It goes without saying that medicinal herbs for sale should be cultivated organically – or, even better, biodynamically. It is better for the environment, for the plants and for you. A healing plant that contains pesticide residue is a contradiction in terms and should not be used.


Similarly, if you decide to grow herbs yourself you should do so in a completely organic way. (See post 24 for information on growing your own.) At this point it is worth mentioning that by growing herbs in your garden or allotment you will be greatly encouraging local wildlife. Wild herbs often flower in a less showy way than garden cultivars but are loved by bees and butterflies, while the seeds are popular with birds. Like wild flowers, herbs attract natural predators and discourage pests. As well as your health benefiting from using herbs, your garden will be healthier for growing them


Many herbs are collected from the wild worldwide. This practice, often called wild harvesting, is not indifferent to the environment. In many countries the wild native flora is under threat owing to its disappearing natural habitat. Therefore any collecting from the wild is best done in a regulated, sustainable way by professional, contracted collectors who know how, what and when to collect in order to have the minimal impact on the environment. At present there is very little of this kind of control in most of the world, although there are many initiatives in individual countries to protect medicinal plants from over-harvesting.

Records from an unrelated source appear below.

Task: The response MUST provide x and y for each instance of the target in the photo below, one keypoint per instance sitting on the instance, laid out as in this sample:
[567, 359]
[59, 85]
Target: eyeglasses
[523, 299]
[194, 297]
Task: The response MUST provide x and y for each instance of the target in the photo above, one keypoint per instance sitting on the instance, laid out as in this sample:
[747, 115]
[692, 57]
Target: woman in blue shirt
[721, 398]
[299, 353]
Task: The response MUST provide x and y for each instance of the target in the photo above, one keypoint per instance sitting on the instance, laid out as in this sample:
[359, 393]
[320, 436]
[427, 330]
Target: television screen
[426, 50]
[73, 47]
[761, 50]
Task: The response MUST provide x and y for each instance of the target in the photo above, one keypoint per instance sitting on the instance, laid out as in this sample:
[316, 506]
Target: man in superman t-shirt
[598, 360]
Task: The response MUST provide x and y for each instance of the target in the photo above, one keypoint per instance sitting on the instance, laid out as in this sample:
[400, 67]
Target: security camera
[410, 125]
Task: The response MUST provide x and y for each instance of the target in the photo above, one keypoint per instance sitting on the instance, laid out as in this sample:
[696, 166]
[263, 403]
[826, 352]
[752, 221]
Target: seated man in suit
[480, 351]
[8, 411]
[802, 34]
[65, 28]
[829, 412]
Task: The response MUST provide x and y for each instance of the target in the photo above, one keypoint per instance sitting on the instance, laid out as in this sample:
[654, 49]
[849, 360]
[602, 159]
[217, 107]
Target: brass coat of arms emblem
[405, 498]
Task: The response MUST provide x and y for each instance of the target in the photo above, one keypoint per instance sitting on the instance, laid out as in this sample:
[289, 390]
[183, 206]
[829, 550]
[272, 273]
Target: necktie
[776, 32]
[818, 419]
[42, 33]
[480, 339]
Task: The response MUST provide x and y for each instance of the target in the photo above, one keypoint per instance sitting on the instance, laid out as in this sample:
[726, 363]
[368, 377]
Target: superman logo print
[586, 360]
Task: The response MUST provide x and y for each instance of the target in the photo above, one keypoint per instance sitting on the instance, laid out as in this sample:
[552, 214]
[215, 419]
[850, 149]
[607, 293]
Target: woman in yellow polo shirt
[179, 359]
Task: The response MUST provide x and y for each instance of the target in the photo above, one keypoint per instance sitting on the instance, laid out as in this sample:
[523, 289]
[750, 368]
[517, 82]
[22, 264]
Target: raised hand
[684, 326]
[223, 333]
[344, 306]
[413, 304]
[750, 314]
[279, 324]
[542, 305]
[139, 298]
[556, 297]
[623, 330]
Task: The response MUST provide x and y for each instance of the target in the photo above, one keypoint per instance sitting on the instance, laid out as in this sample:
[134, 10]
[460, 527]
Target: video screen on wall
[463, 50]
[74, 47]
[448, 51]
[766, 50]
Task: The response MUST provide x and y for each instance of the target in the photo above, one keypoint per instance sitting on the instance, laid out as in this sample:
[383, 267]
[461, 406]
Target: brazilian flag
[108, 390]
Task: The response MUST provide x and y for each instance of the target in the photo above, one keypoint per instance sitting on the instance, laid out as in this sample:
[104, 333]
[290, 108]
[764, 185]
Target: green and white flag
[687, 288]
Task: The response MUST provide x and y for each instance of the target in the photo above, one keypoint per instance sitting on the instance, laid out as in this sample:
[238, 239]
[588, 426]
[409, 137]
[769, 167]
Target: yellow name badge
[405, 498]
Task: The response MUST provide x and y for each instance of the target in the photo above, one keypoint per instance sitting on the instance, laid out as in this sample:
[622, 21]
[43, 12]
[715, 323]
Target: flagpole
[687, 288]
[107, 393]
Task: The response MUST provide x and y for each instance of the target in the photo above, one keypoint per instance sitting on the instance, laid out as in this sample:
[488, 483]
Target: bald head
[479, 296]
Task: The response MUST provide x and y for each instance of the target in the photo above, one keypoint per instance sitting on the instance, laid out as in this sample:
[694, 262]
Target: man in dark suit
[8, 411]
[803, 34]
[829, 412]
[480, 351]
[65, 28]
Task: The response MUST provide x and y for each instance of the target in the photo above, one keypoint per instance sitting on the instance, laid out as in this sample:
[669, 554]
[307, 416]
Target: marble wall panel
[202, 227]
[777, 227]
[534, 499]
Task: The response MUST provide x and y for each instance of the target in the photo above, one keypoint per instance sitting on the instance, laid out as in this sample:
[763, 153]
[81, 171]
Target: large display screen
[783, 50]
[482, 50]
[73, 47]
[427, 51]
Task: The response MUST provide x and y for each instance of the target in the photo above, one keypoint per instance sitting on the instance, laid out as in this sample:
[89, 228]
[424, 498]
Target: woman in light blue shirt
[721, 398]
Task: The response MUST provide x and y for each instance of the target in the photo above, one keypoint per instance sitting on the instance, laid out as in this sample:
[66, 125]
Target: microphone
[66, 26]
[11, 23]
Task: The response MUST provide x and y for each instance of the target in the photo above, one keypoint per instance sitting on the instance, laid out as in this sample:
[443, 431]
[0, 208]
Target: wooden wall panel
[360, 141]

Collecting herbs from the wild used to be a common way of obtaining herbs in the UK. However, nowadays there are a number of ecological issues associated with such harvesting. As elsewhere in the world, many herbs in the UK have become scarce as a result of loss of habitat or over-harvesting. Some herbs grow in proximity to intensely farmed crops and will be accidentally sprayed with chemicals; some grow near busy roads and will accumulate the air pollutants there. Scarcity of herbs in the wild has a wide impact on ecosystems, especially on insects and birds.

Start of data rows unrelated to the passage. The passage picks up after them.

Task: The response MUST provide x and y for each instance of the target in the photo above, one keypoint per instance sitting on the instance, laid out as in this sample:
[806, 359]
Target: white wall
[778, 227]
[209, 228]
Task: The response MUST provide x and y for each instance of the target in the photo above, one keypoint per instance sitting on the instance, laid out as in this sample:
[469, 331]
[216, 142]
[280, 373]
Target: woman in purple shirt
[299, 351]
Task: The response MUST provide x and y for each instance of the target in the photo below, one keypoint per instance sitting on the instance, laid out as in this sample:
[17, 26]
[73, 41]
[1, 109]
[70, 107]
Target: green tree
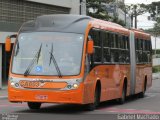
[96, 9]
[134, 11]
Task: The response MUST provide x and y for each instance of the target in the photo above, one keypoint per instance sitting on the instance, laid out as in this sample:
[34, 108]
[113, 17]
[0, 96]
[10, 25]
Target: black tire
[142, 94]
[93, 106]
[123, 97]
[34, 105]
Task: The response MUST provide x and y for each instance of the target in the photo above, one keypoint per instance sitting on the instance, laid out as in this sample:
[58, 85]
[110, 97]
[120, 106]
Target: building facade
[13, 13]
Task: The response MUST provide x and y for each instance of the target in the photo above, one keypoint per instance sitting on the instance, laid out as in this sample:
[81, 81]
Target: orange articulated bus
[77, 59]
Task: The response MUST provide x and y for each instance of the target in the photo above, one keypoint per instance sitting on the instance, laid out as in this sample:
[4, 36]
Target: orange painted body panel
[111, 77]
[51, 96]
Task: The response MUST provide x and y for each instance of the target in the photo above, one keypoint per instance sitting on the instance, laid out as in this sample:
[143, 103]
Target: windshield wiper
[52, 58]
[17, 49]
[35, 59]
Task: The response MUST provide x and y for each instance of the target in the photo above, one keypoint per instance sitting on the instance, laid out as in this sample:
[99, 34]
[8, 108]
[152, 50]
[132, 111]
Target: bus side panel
[111, 78]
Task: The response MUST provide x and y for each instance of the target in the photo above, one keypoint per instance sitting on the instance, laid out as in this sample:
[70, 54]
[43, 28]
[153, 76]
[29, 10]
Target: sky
[142, 20]
[139, 1]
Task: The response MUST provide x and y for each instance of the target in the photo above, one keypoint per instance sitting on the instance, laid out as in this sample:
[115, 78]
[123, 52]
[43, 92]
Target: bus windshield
[42, 53]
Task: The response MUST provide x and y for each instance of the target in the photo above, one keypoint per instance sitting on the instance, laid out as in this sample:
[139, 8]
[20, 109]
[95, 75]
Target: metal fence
[19, 11]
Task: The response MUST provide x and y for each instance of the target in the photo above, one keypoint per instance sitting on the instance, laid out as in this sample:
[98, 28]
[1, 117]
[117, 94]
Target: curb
[3, 97]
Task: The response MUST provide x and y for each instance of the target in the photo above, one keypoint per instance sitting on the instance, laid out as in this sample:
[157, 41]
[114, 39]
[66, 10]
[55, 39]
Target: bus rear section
[47, 64]
[79, 61]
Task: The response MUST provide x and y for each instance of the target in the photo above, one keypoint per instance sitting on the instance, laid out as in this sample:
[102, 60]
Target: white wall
[156, 61]
[3, 36]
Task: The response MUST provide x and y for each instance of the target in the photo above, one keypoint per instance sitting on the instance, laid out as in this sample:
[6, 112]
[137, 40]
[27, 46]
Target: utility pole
[135, 14]
[82, 7]
[155, 45]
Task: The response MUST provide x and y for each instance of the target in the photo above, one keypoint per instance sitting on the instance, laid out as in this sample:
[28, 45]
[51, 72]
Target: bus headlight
[75, 85]
[12, 83]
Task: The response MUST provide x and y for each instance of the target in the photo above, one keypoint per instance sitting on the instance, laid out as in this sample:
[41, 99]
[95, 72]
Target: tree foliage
[96, 9]
[151, 8]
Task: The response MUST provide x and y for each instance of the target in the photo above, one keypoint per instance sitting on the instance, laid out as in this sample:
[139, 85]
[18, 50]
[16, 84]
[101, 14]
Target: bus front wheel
[92, 106]
[123, 97]
[34, 105]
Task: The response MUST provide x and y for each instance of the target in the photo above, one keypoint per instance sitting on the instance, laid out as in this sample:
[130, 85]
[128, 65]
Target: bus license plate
[29, 84]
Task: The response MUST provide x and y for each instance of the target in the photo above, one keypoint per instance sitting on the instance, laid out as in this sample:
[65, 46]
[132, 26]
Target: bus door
[132, 64]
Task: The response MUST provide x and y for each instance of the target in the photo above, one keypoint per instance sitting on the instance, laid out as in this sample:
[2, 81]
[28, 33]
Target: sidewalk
[4, 92]
[155, 76]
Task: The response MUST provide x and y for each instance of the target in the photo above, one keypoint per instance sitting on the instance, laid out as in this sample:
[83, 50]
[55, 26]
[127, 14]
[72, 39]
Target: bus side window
[106, 48]
[114, 48]
[97, 56]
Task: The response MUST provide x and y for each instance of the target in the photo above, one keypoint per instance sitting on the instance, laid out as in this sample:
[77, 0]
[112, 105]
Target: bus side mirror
[8, 44]
[90, 47]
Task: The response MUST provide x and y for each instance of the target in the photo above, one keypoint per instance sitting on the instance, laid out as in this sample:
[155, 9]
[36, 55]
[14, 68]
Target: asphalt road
[110, 110]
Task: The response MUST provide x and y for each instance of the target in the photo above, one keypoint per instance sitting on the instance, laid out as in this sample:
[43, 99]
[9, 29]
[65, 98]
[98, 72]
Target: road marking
[3, 97]
[134, 111]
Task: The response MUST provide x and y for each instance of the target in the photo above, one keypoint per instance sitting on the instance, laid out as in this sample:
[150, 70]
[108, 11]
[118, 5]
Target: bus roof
[57, 23]
[74, 24]
[141, 34]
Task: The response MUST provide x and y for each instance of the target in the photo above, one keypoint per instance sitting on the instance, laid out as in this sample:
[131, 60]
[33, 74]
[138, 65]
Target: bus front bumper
[46, 96]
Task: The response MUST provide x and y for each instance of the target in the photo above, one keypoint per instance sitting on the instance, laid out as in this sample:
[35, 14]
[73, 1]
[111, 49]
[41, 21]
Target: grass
[156, 69]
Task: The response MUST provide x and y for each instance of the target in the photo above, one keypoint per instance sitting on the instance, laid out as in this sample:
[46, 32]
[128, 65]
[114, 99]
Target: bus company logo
[41, 97]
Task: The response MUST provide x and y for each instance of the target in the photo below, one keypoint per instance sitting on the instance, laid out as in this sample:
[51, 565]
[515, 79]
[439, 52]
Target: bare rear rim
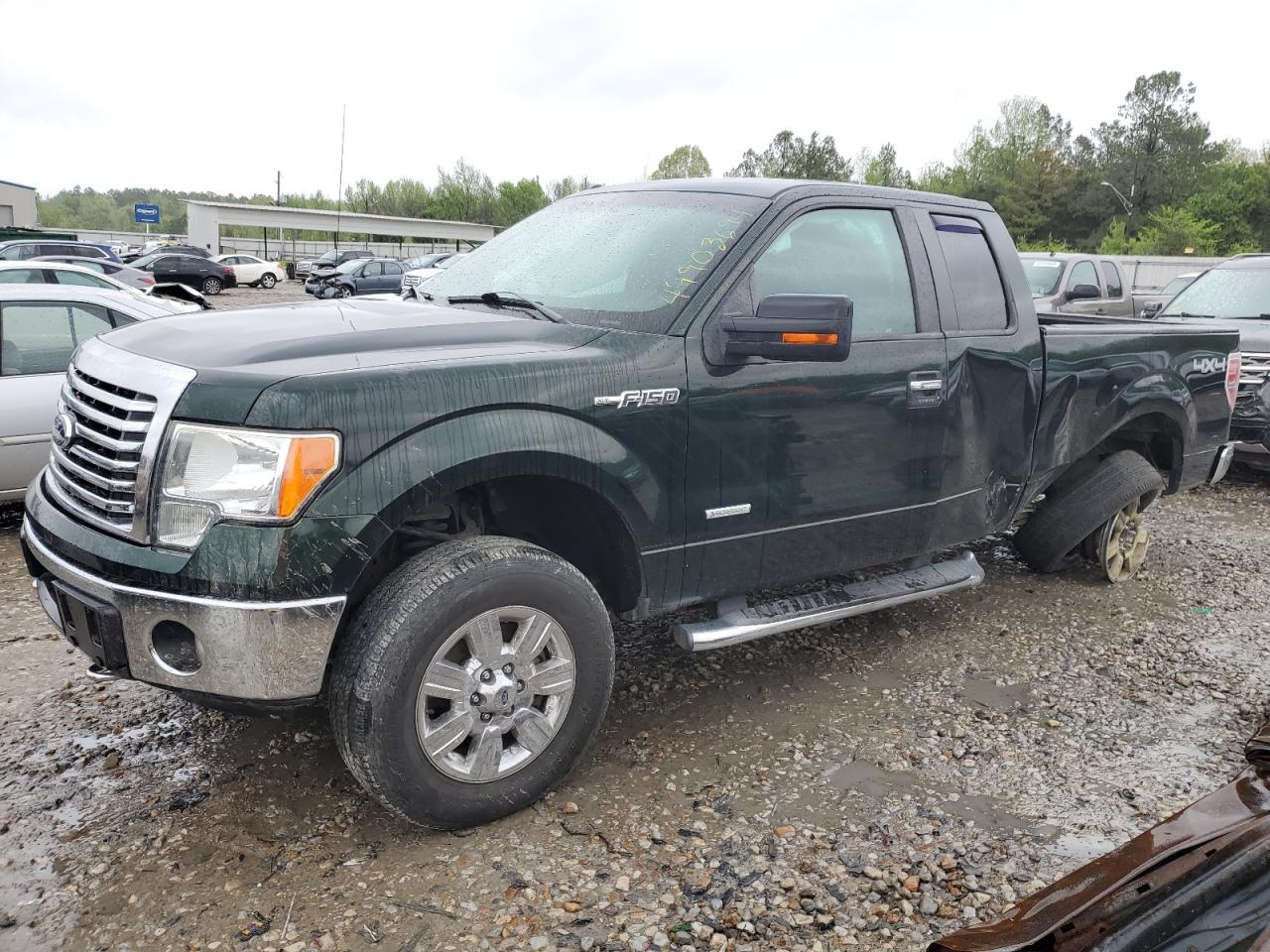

So, should you collect from the wild at all? In my view, no. It is best to grow your own or to buy ready-dried or processed herbs from an ethical supplier. Unless you are absolutely sure that a particular plant is so abundant that what you take will make little difference, please do not collect from the wild. Wild habitats have become so fragile that even collecting seemingly common plants such as elderflower or nettle may be harmful to the local environment.

I suggest that you ask your local Wildlife Trust about the plants you wish to collect. If you are given the green light by them, collect a small amount, just for your own use, and do not destroy whole plants. Make sure you have identified the plant correctly: there is no room for mistakes as some poisonous plants can look similar to non-poisonous ones. For example, a common mistake is to confuse comfrey leaves with alkanet or foxglove, or take alkanet for borage.